The statement might be not true if $f_n$ converges to $0$. Consider $f_n =1/n$ and $g_n = n$.
Otherwise, by assuming $f_n \not \to 0$, there are several flaws in your proof.
When you prove sequence convergence using $\varepsilon$ definition, you start from some $\varepsilon$ and you prove that for a large enough rank $N$, all the term of higher rank are closer to the converging value than $\varepsilon$. $(f_n)$ is convergent and so it is bounded, as you noted. However since $f_n \not \to 0$ you cannot write $|f_n| \le G \varepsilon$ unless $G$ and $\varepsilon$ move around at the same time, not proving anything in the end as $G$ is not fixed at all as you assumed it was. You can only say that $|f_n| \le M$ for some constant $M$. Actually, $G$ is the important parameter of your proof, playing the role of $1/\varepsilon$.

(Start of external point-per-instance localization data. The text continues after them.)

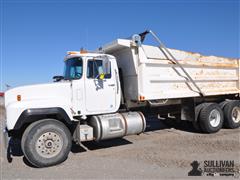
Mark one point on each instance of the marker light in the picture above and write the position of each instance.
(19, 98)
(142, 98)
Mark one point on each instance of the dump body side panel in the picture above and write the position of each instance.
(160, 78)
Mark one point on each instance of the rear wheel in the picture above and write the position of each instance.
(46, 142)
(232, 114)
(211, 118)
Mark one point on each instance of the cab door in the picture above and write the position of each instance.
(100, 93)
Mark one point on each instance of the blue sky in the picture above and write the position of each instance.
(35, 34)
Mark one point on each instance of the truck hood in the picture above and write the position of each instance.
(44, 95)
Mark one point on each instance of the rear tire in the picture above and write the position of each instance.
(232, 114)
(46, 142)
(196, 123)
(211, 118)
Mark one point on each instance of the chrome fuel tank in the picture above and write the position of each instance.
(117, 125)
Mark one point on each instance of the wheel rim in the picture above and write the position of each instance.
(49, 144)
(214, 118)
(236, 114)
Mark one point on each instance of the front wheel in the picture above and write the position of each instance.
(46, 142)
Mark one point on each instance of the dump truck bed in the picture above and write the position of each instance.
(148, 73)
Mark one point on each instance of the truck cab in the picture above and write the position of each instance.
(94, 83)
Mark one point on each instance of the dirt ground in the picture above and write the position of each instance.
(163, 151)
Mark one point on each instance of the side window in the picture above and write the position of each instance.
(95, 67)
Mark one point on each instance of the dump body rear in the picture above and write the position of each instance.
(148, 73)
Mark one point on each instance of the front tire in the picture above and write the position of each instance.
(232, 114)
(211, 118)
(46, 142)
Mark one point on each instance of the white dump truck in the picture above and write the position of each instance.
(110, 93)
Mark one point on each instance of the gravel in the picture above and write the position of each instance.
(163, 151)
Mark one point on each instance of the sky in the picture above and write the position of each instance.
(36, 34)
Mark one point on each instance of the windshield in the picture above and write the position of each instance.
(73, 68)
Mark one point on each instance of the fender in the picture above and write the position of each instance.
(31, 115)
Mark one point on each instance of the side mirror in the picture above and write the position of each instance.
(57, 78)
(106, 66)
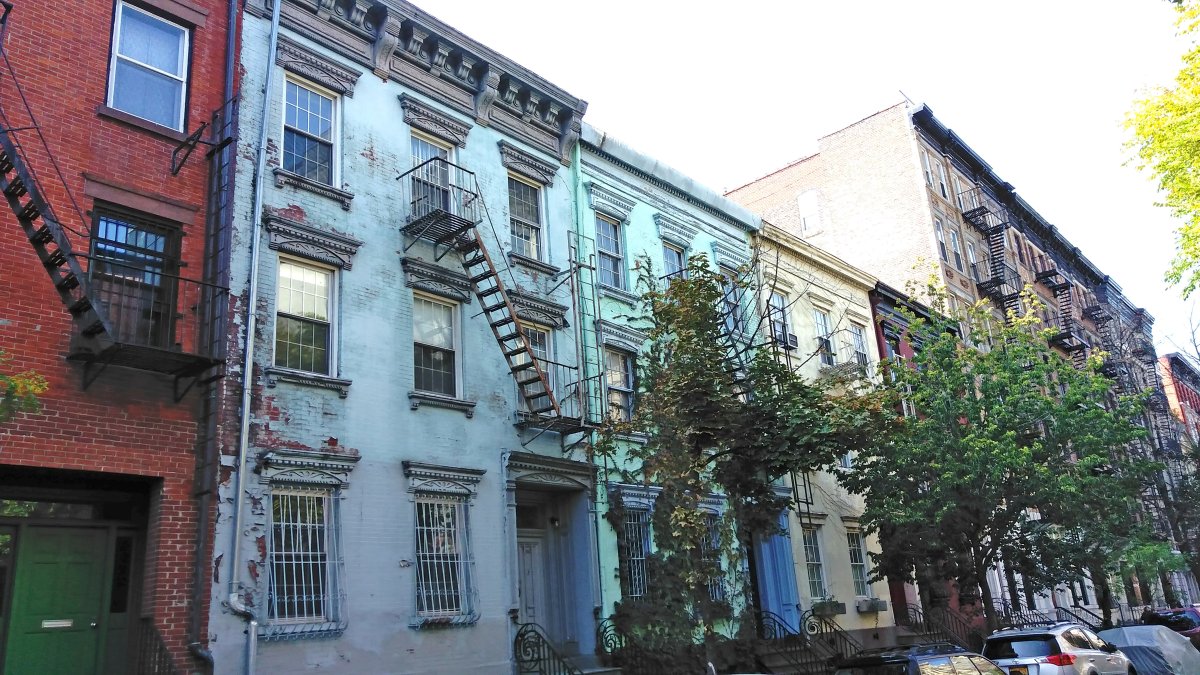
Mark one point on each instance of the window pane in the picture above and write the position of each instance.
(147, 94)
(151, 41)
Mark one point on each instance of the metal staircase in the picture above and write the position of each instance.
(447, 209)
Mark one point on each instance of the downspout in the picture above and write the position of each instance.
(247, 370)
(196, 643)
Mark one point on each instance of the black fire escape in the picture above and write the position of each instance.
(996, 279)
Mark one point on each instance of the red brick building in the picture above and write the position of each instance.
(113, 260)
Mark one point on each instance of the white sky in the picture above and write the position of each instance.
(730, 91)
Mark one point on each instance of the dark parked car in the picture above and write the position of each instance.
(1185, 621)
(940, 658)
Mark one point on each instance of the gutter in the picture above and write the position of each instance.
(234, 599)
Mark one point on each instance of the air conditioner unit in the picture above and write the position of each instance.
(870, 605)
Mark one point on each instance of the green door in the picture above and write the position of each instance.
(57, 602)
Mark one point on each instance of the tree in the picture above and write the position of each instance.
(18, 392)
(1165, 127)
(720, 414)
(1014, 457)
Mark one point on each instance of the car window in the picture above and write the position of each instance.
(1020, 646)
(985, 667)
(1075, 638)
(940, 665)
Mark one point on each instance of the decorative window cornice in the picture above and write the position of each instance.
(436, 279)
(730, 255)
(418, 114)
(299, 239)
(315, 67)
(307, 469)
(442, 481)
(676, 231)
(539, 310)
(622, 336)
(521, 162)
(609, 202)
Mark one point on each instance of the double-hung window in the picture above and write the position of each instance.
(825, 341)
(309, 132)
(612, 257)
(957, 249)
(815, 568)
(303, 326)
(148, 73)
(712, 554)
(304, 585)
(777, 309)
(858, 341)
(858, 571)
(435, 346)
(443, 557)
(635, 548)
(525, 217)
(619, 374)
(673, 262)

So here is a proof proposition :
$g_n \to \infty$ implies $1/g_n \to 0$, thus :
$$\forall \varepsilon >0, \exists N, \forall n>N, |1/g_n| <\varepsilon$$
Assume $|f_n| \le M$ and let $\varepsilon >0$.
Thus, for $n>N$:
$$\left| \frac {f_n}{g_n} \right|\le \left| {f_n} \right|\varepsilon \le M \varepsilon.$$
Now let $\varepsilon' = M \varepsilon$. Since $\varepsilon$ is arbitrary, $\varepsilon'$ is too. So for any $\varepsilon'>0$ and for $n$ large enough, $\left| \frac {f_n}{g_n}\right| \le \varepsilon'$ and the sequence $f_n/g_n$ indeed converges to $0$.